Thoughts while painfully idle

June 25, 2009

BLUE BUG

BLUE BUG

I’ve stayed as far away from the Octomom story as one can get while remaining on this planet. Still, I felt uncomfortably close when I stumbled over a photo in the Los Angeles Times. It shows a display mounted on the outside wall of a Volkswagen parts business in Whittier, Calif., where Nadya Suleman lived until recently. (It’s something on the subject of my distance from this story that I learned the woman’s name for the first time today. For real.)

The item in the Times reads, in part, as follows:

Back in February, the world’s media converged on Whittier hoping to get a glimpse of octuplets mother Nadya Suleman and her 14 children.

There, drivers can’t help but chuckle at a display owners Ralph and Diva Chase have set up. Mounted on the wall of the building is half a grabber-blue 1969 Volkswagen Beetle. Inside, a black-hair mannequin — respectfully named Teri, not Nadya —  is sitting with her legs crossed and is surrounded by babies. A box of diapers sits on the bug’s roof.

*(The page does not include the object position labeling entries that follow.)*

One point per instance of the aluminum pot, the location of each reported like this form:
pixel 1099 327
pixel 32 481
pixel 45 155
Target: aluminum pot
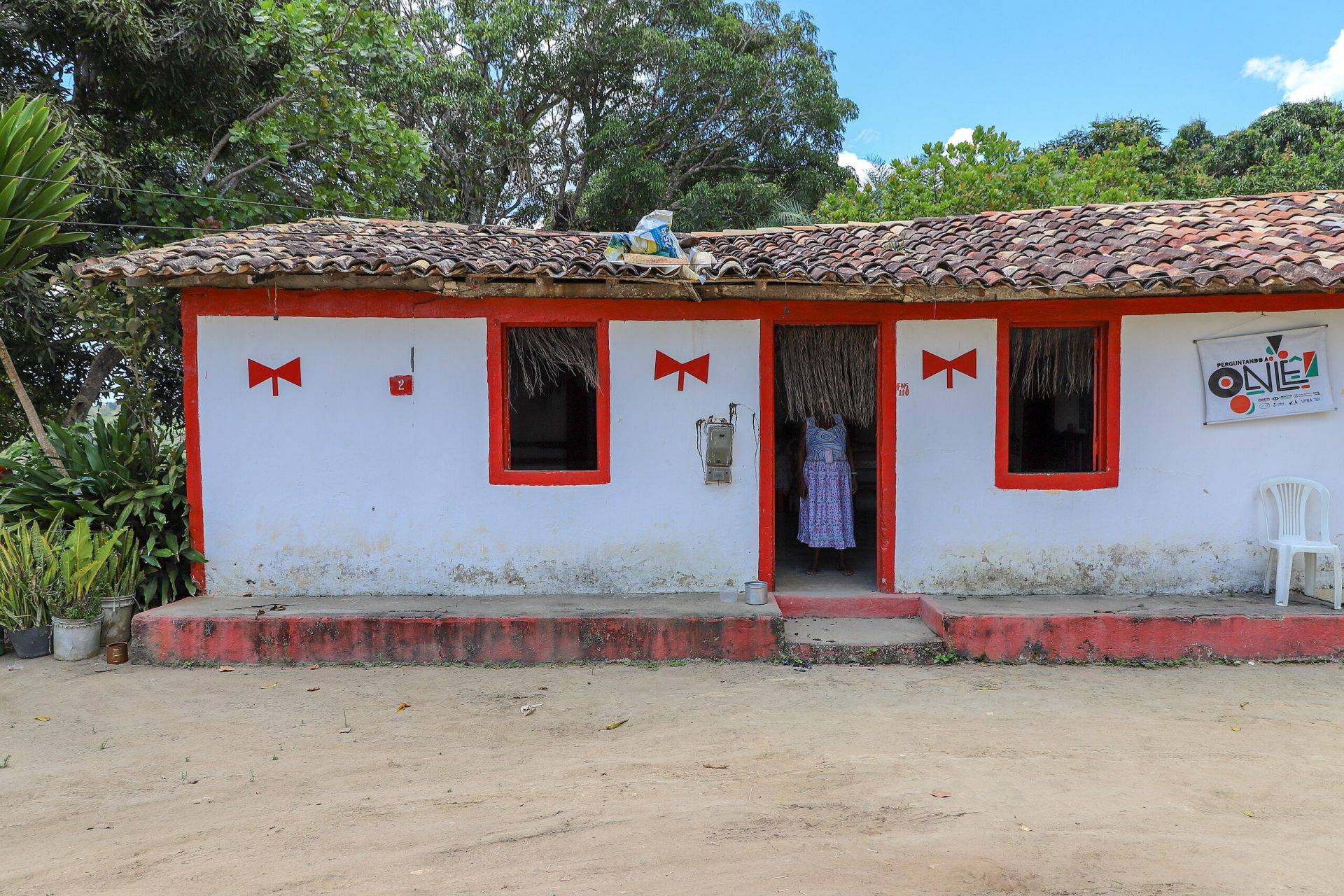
pixel 31 644
pixel 76 638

Ralph Chase said his 22-year-old niece, Jenna White, put the display together, meant as a tribute to Suleman and her mark on Whittier.  “She’s Teri’s stylist,” he joked.

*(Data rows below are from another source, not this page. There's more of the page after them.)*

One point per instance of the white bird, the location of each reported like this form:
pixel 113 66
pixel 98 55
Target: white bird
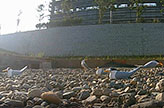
pixel 84 65
pixel 116 74
pixel 11 72
pixel 152 64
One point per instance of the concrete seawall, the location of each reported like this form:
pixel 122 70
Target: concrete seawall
pixel 93 40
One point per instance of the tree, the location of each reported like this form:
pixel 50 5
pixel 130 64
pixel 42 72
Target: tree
pixel 65 10
pixel 41 10
pixel 162 5
pixel 139 7
pixel 103 6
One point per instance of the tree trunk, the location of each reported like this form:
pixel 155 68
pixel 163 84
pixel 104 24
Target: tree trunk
pixel 111 14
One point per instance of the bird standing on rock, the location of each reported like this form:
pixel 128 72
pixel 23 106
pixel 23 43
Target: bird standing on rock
pixel 11 72
pixel 116 74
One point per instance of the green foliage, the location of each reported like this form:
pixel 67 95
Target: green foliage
pixel 103 6
pixel 41 12
pixel 139 7
pixel 162 4
pixel 72 21
pixel 156 20
pixel 68 18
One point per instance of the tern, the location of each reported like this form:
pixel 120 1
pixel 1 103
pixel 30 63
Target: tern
pixel 116 74
pixel 11 72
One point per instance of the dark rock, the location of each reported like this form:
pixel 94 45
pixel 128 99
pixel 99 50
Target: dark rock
pixel 68 95
pixel 84 94
pixel 14 103
pixel 149 104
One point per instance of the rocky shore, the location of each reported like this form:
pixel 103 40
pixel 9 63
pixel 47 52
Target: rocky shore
pixel 73 88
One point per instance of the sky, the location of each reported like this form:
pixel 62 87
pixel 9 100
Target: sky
pixel 9 10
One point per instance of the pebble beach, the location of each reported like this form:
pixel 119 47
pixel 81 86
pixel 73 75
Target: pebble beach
pixel 74 88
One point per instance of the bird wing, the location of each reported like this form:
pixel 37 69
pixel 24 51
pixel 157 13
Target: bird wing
pixel 23 69
pixel 83 64
pixel 151 64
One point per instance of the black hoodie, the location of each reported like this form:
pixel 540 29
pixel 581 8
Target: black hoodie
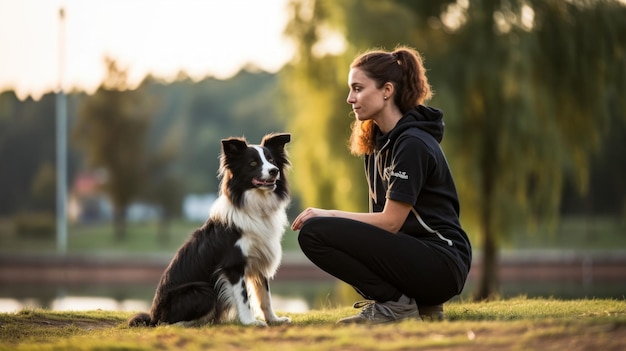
pixel 410 166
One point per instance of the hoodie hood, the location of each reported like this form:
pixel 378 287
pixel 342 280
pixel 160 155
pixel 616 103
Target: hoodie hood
pixel 428 119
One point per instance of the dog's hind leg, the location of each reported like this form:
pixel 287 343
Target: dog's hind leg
pixel 189 304
pixel 262 290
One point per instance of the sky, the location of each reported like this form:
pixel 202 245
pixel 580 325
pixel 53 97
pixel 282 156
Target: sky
pixel 160 37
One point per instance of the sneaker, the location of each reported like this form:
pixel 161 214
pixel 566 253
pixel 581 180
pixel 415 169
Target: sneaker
pixel 433 313
pixel 382 312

They sometimes change Teri’s clothes to freshen her look, and some people have come by to donate clothes for the display.

What caught me up short was the blue Beetle. See, I drive a blue Beetle. It’s not a ’69; it’s a ’99 with more than 167,000 miles on it, but from a distance it looks uncomfortably like the one Teri and the kids are sitting in.

'THE ONE'

'THAT MAN'

So this is “a tribute to Suleman and her mark on Whittier.” It got me to wondering, if I were to sacrifice my Beetle to commemorate someone’s mark on Whittier, whom do I envision beaming out from behind the wheel. Oscar de la Hoya? Nomar Garciaparra? Andy Etchebarren? Eric Stoltz? Or – should I even say it? – That Man who, the tapes tell us, wanted to “destroy” Thomas Eagleton – “pipsqueak that he is”?

I have to go with Andy Etchebarren. He was the last player to bat against Sandy Koufax – and he hit into a double play. That seems about right.